2.4. SNV/INDEL タンパク質構造マッピングツール

2.4.1. 基本的な使い方

jMorp にはゲノムバリアント (SNV/INDEL) がタンパク質構造のどこに当たるのかを示した タンパク質構造マッピングデータ が収録されています。 これは SNV/INDEL を DNA 配列上の位置から RNA 配列上の位置、アミノ酸配列上の位置に順次変換した後、 得られた配列を使って Protein Data Bank (PDB)AlphaFold DB の アミノ酸配列データベースに対しBLAST検索を実行することでタンパク質上の位置を特定したものです。 タンパク質構造へのマッピングデータが存在する場合、遺伝子ページSNV/INDEL ページ から SNV/INDEL タンパク質構造マッピングツールへ移動し、SNV/INDEL と タンパク質構造の位置関係を見ることができます。

下の図は rs671 を PDB に収録されているタンパク質構造データにマッピングした結果を表示した時 の様子です。

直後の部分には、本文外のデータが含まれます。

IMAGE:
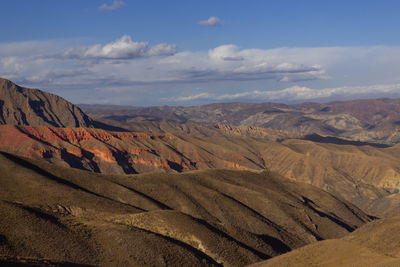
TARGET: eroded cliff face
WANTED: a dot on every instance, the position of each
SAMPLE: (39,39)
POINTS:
(23,106)
(358,173)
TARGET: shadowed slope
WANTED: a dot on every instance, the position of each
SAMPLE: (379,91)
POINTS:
(374,244)
(360,174)
(23,106)
(197,218)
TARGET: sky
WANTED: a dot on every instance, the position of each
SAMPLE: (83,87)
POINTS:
(151,53)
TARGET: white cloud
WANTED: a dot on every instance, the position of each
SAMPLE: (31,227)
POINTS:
(188,98)
(301,93)
(123,48)
(163,50)
(115,5)
(211,21)
(163,71)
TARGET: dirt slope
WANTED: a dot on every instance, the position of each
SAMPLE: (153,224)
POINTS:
(374,244)
(359,173)
(200,218)
(372,120)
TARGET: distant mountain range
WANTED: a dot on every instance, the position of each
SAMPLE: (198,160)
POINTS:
(60,216)
(375,120)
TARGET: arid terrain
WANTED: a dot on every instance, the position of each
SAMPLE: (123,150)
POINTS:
(223,184)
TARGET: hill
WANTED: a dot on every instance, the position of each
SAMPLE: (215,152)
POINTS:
(372,120)
(211,217)
(361,173)
(23,106)
(374,244)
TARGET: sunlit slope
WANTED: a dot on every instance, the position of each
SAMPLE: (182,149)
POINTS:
(208,217)
(374,244)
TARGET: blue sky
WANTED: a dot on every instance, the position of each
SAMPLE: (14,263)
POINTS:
(196,52)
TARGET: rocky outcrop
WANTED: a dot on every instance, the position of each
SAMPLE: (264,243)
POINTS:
(359,173)
(23,106)
(373,120)
(201,218)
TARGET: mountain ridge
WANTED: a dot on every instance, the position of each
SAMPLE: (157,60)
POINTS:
(24,106)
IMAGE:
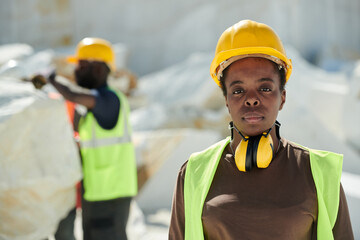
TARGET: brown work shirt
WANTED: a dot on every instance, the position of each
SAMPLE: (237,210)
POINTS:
(279,202)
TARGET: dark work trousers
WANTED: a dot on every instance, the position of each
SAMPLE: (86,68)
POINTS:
(105,219)
(65,230)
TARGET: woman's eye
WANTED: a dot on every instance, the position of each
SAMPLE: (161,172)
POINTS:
(238,91)
(265,89)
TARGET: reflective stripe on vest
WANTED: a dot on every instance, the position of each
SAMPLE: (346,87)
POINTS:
(326,169)
(100,142)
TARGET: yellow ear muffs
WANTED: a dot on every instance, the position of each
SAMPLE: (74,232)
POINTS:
(256,151)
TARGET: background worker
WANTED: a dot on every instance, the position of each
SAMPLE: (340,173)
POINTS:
(108,156)
(256,184)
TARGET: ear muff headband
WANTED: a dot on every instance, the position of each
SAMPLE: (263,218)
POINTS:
(257,151)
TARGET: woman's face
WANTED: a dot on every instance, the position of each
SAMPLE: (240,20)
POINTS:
(253,94)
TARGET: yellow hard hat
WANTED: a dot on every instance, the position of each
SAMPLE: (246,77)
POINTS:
(248,39)
(94,49)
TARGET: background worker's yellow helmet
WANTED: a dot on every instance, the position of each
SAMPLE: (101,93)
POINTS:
(248,39)
(94,49)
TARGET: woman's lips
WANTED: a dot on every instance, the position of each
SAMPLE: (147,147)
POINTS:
(253,118)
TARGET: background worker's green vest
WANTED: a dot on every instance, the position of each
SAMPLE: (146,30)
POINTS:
(326,169)
(108,156)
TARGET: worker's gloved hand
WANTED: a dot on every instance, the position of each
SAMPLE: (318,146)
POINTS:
(51,76)
(38,81)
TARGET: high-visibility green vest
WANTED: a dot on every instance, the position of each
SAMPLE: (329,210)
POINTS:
(109,165)
(326,169)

../../_images/snvindel_structure_mapping-blast.ja.png ../../_images/snvindel_structure_mapping-structure.ja.png

ページの最上部には BLAST HIT 0, BLAST HIT 1 ・・・と書かれたタブがあります。 前述の通り最終的には配列間の類似性を Blast で判定することで SNV/INDEL をタンパク質構造へマッピングしています。 この Blast のプロセスにおいては、1アミノ酸配列と複数のタンパク質構造がマッチされることがあります。 ページの最上部の BLAST HIT タブを用いることでマッチを切り替えることができます。

タブの下の Blast Info パネルでは前述した Blast 検索の結果 (クエリとして与えた配列、マッチしたタンパク質構造配列・ e-value ・ Sequence Identity など) が表示されます。

画面下部の Protein structure パネルではタンパク質構造モデルが表示され、どこに SNV/INDEL があるのかを見ることができます。 パネル上部のセレクタを使ってタンパク質構造を選択することができます。 jMorp のタンパク質構造ビューワーでは PDB に登録されているタンパク質構造をアミノ酸配列の類似性でグルーピングしており、 同じアミノ酸配列を持つタンパク質構造は1個の Blast Hit として現れます。 Protein structure の上部にあるセレクタを使うことでグルーピングされたタンパク質構造の中からどの構造に対して SNV/INDEL をマッピングした結果を表示するかを選択することができます。

Protein structure パネルの右側には Chain を選択するためのセレクタや構造の特性(二次構造や溶媒露出表面積 (Accessible Surface Area; ASA)) などが表示されます。

Protein structure パネルの左側には設定したタンパク質構造・ Chain における SNV/INDEL のマッピング結果が表示されます。 リボンモデルで表示されているタンパク質構造上に水色の球で SNV/INDEL の位置が表示されます。 タンパク質構造はマウス操作で回転・拡大・縮小することができます。

2.4.2. AlphaFold DB 収録タンパク質構造へのマッピング結果へ切り替え

jMorp には SNV/INDEL を PDB に収録されているタンパク質構造へマッピングした結果の他に、 SNV/INDEL を AlphaFold DB 収録のタンパク質へマッピングを行なった結果も収録されています。

データが存在する場合、ページ上部に次のような切り替えリンクが表示されますので このリンクを用いて AlphaFold DB 収録のタンパク質へマッピングを行なった結果へと切り替えることができます。

../../_images/snvindel_structure_mapping-switch_to_afdb.ja.png

マッピング結果として表示される内容は PDB へのマッピング結果と同じ構成です。